This summer, the Splunk4Good and the Splunk University Recruiting team hosted their second annual Splunktern classes, educating interns on our product and applying Splunk to open data sources. Participating Splunkterns formed teams, identified social issues, and then used Splunk to promote change for social good. Final projects were presented to a panel of executives and the winning team was awarded a $1,000 charitable donation for their project’s cause.
In this series, we’ll hear how Splunkterns selected their project topics and how this impacted their intern experience at Splunk. Check out the first post "Using Splunk for Good: The Splunktern Way," and stay tuned to learn who was crowned the winning team.
This post comes from guest authors Vandita Anand (Sales Engineer Intern), Sareena Kazla (Customer Marketing Intern), and Jessica Guo (Data Analytics Intern).
One day, our teammate Vandita told us a story about her first time in San Francisco. She was meeting a friend and decided to walk to her destination alone instead of paying for transportation. Halfway through the trip, she heard glass breaking from across the street and saw a group of men running past her. She soon realized that she had witnessed a robbery.
While Vandita’s experience may not happen to everyone, the prevalent crime in San Francisco is a reality all three of us have witnessed and has caused us to feel unsafe. For this reason, we wanted our Splunk4Good project to help increase awareness about the safety of San Francisco neighborhoods.

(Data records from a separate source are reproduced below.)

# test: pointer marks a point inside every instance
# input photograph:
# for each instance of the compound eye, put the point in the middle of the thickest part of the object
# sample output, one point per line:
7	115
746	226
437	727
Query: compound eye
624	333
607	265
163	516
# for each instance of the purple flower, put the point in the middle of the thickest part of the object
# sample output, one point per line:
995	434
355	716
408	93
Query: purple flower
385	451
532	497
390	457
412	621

To evaluate safety in different neighborhoods, we used a dataset from 2017 crime in San Francisco. However, we felt it wasn’t enough to simply count the crimes in each district because some offenses—such as assault or homicide—are far more dangerous than littering or loitering. To account for this, we scored each crime on a severity scale from 0-5, and weighted each crime by its severity. Combined with geographic data for the city and population densities of each neighborhood, we were able to create a dashboard showing the most dangerous and least dangerous areas, with the ability to normalize by population density, or filter by day vs. night and neighborhood.
We wanted to make these crime statistics even more relevant to people by combining them with online walk scores. Walk scores measure “walkability” on a scale from 0-100 based on walking routes to destinations such as grocery stores, schools, parks, restaurants, and retail. While this provides helpful information, a major shortfall is that it does not account for safety. Therefore, we created a second dashboard with adjusted walk scores, in hopes of finding a final rating that would give an accurate “livability” score to each area in San Francisco.
In completing this project, we found a lot of interesting insights about the crime and safety of San Francisco. For instance, despite the common belief that more crime happens at night, the data showed a similar amount of crime occurred during the day vs. night. Also, while the SOMA neighborhood is a large hub for technology offices and only spans ~1.3% of San Francisco’s square area, it had the most amount of crime, accounting for ~10.8% in all of 2017.
We hope that our tool can empower people to make more informed decisions in choosing where to live and to keep safety in the forefront of their minds. With more time and data, we believe this tool could be applied to cities across the US, and our adjusted walk scores could be accessible on real estate sites online. We could even use the Splunk Machine Learning Toolkit to predict the up-and-coming neighborhoods for the future. Until then, though, you may want to stay alert around SOMA, and consider spending some more time by Monterey Heights.